Su ve rüzgâr yeryüzünü değiştirebilir. Bu kuvvetler, kayaçları kırarak, küçük kayaçları taşır. Bu partiküller farklı yerlerde yerleşirler. Buralarda, küçük parçacıklar toparlanarak, basınç altında çimentolaşıp, daha büyük kayaçları meydana getirirler. Bu kayaçlar, genellikle suda oluşur ve magmatik kayaçlardan daha yumuşaktırlar. Tortul kayaçlar, birçok tabakaları meydana getirir ve fosilce zengindir.

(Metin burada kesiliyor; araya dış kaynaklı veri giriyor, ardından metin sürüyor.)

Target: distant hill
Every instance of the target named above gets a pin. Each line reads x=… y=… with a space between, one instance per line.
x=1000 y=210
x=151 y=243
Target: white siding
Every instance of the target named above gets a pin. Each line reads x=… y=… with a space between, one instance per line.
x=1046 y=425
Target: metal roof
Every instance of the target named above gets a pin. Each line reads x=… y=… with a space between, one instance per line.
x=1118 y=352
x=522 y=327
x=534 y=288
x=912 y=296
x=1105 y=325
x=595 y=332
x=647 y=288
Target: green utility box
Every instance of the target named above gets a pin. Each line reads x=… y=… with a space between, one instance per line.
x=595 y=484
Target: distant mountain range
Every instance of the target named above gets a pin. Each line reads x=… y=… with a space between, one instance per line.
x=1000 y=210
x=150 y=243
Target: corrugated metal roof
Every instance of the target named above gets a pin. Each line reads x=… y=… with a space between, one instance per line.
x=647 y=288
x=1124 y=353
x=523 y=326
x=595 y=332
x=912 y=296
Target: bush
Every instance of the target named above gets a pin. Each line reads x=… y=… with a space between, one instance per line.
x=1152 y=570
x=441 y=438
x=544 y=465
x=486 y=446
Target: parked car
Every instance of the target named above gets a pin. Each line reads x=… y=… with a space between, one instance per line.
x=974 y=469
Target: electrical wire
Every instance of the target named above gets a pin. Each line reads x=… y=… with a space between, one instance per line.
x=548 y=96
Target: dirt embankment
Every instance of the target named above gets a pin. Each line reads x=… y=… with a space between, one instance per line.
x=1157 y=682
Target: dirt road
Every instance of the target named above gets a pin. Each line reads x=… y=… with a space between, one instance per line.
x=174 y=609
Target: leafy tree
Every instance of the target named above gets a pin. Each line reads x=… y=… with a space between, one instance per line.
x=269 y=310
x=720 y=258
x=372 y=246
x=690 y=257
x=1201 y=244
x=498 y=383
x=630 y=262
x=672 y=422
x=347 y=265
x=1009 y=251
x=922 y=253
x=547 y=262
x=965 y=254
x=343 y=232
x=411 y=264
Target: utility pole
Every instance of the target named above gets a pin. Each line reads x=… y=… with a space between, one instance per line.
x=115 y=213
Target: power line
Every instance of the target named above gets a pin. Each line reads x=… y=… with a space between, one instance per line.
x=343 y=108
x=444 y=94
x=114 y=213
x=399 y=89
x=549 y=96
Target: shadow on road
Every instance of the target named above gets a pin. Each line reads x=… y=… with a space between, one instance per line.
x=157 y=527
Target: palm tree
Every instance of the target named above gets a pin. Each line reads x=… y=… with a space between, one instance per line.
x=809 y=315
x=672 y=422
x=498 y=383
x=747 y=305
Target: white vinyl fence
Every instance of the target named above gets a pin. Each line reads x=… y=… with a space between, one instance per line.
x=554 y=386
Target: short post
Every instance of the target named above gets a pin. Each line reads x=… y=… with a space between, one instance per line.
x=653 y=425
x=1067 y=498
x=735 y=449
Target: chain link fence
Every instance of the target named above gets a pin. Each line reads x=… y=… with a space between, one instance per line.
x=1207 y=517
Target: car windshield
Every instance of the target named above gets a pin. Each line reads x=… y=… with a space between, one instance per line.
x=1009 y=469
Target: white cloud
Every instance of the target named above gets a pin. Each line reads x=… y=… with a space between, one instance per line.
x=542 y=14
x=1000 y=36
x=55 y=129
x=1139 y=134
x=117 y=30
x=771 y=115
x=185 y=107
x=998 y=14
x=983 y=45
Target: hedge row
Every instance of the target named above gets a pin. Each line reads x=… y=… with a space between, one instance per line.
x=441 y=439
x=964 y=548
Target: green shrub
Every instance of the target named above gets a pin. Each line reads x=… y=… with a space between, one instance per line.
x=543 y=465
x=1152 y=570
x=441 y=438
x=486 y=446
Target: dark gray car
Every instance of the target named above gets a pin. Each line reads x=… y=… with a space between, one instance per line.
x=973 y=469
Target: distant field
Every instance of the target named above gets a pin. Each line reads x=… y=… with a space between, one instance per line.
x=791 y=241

Tortul kayaçların dört tipi vardır:

    • Parçalı kayaçlar: Bu kayaçlar rüzgâr ve su gibi mekanik etkilerle; kayaçların kırılarak, taşınması veya küçük parçaların, başka yerlerde toplanmasıyla oluşur. Kum taşı, çakıl taşı bunun örnekleridir.
    • Buharlaşma: Su, sadece kayaçları kırarak küçük parçaları taşımaz. Ayrıca su, birçok minerallerin üzerinden akarken, onları çözer. Daha sonra, su buharlaştığında, bu mineraller, burada kalarak kayaçları oluşturur. Pamukkale, bu tipin iyi bir örneğidir.
    • Organik Kayaçlar: Suda yaşayan birçok organizmalar, kabuğa sahiptir. Bu organizmalar, öldüğünde, geride kabukları kalır. Bu kabuklar, birikerek kayaçları oluşturur. Taş kömürü ve linyit bunun örnekleridir.
    • Kimyasal Kayaçlar: Su buharlaştığında, içindeki mineraller çökelerek birikir. Fakat bazı mineraller, su buharlaşmadan çökelebilir. Her madde, suda çözünebilirliğe sahiptir. Sudaki bir maddenin varlığı, diğer bir maddenin çözülebilirliğini etkileyebilir. Bir mineral, saf suda çözünebilir olduğu halde, deniz suyunda çözünemez olabilir.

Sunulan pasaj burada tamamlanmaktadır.